次のコラム1では、タンデム学習とは何か、タンデム学習はどのように進むのかについて、文献と私が受けたガイダンスに基づいて、まとめています。
【コラム1:タンデム学習の紹介】
1 タンデム学習とは何か
Wakisaka, et al.(2020)によると、タンデム学習とは異なる母語を話す二人の学習者がペアになり、互恵性と学習者オートノミーという2つの原則に基づき、互いに言語と文化を学び合う学習形態のことです。互恵性とは、誰かがイニシアチブを持つのではなく、双方が協力しお互い学び合うことで学習を成り立たせることを指し、また、学習者オートノミーとは、誰かのコントロールのもとで学習を進めているのではなく、あくまでも参加者双方が自らの学習をデザインし学習の管理を行っていくことだと言われています。タンデム学習自体についてはLittle and Brammerts や脇坂先生のサイトで詳細に紹介されているので、興味を持った方はそちらをご参照ください。
日本の大学でタンデム学習を組織し、運営しているところには例えば阪大や九州大学があり、阪大で2012年に導入され、九州大学でも2018年から導入されました。ここでの紹介の部分は主に九州大学のタンデムに携わっている脇坂先生が作成したサイト(http://www.isc.kyushuu.ac.jp/center/tandem/index.html)と阪大のタンデムのガイドラインを参考にしながら書いています。興味関心のある方はぜひリンクをクリックして見てください。

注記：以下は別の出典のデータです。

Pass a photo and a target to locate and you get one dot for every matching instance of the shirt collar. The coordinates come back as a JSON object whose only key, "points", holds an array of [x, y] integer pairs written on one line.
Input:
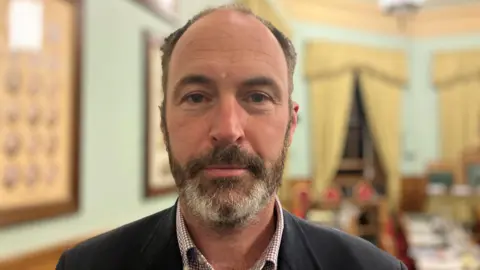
{"points": [[189, 251]]}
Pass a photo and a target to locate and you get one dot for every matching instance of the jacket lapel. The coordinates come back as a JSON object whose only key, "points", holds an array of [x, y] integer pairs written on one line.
{"points": [[295, 254], [161, 250]]}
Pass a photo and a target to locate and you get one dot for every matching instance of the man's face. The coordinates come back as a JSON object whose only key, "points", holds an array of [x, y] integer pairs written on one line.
{"points": [[228, 118]]}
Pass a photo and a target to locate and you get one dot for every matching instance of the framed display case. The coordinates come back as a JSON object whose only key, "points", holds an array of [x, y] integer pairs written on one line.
{"points": [[40, 65], [158, 179], [166, 9]]}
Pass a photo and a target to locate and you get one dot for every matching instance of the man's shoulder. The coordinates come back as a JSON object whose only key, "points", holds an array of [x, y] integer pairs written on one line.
{"points": [[115, 246], [337, 248]]}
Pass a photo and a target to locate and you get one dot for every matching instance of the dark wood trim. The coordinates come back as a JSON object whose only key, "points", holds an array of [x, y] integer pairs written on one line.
{"points": [[149, 38], [159, 12], [42, 259], [26, 214]]}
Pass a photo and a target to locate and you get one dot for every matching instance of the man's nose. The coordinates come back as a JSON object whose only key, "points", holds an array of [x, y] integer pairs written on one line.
{"points": [[227, 122]]}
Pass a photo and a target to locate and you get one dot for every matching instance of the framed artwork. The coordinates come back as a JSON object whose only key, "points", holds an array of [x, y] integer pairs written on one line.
{"points": [[39, 109], [158, 179], [166, 9]]}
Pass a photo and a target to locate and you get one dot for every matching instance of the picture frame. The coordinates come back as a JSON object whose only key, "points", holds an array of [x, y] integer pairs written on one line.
{"points": [[165, 9], [157, 179], [40, 179]]}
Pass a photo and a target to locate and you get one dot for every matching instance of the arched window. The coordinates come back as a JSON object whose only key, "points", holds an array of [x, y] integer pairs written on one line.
{"points": [[359, 160]]}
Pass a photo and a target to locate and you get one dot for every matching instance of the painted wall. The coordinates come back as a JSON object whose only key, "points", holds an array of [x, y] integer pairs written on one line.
{"points": [[420, 140], [423, 140], [304, 32], [112, 127]]}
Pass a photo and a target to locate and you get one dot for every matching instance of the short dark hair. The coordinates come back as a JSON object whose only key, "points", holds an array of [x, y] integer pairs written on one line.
{"points": [[170, 42]]}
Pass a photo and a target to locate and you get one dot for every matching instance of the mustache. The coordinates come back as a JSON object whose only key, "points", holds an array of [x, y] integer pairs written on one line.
{"points": [[227, 155]]}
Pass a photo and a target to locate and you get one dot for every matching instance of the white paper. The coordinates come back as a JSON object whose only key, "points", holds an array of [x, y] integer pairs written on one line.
{"points": [[25, 25]]}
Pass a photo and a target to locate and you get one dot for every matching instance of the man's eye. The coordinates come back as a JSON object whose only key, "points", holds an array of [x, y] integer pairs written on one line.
{"points": [[195, 98], [258, 98]]}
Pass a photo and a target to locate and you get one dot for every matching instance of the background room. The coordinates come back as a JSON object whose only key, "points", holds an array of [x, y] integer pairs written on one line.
{"points": [[387, 146]]}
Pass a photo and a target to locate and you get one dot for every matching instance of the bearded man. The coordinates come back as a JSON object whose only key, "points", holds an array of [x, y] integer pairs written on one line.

タンデム学習の利点について、上述した脇坂先生のサイトでは、第二言語能力を高める、学習者オートノミーを伸ばす、異文化コミュニケーション能力を向上させる、言語学習の動機を高める、のようにまとめています。また日本語学習に関連するタンデム学習の研究や報告では、友達意識が芽生えることや目標言語を話すことに対する自信がつくと述べられていました。
今回私が参加したのは大阪大学文学部・文学研究科のタンデム学習プロジェクトです。新型コロナウィルス感染拡大のため、今年はガイダンスを含め、全てがオンライン上で行うEタンデムになりました。阪大のタンデム学習プロジェクトは現在Facebook、Twitter、Instagramともアカウントを持っています。興味関心のある方は、是非フォローしてください。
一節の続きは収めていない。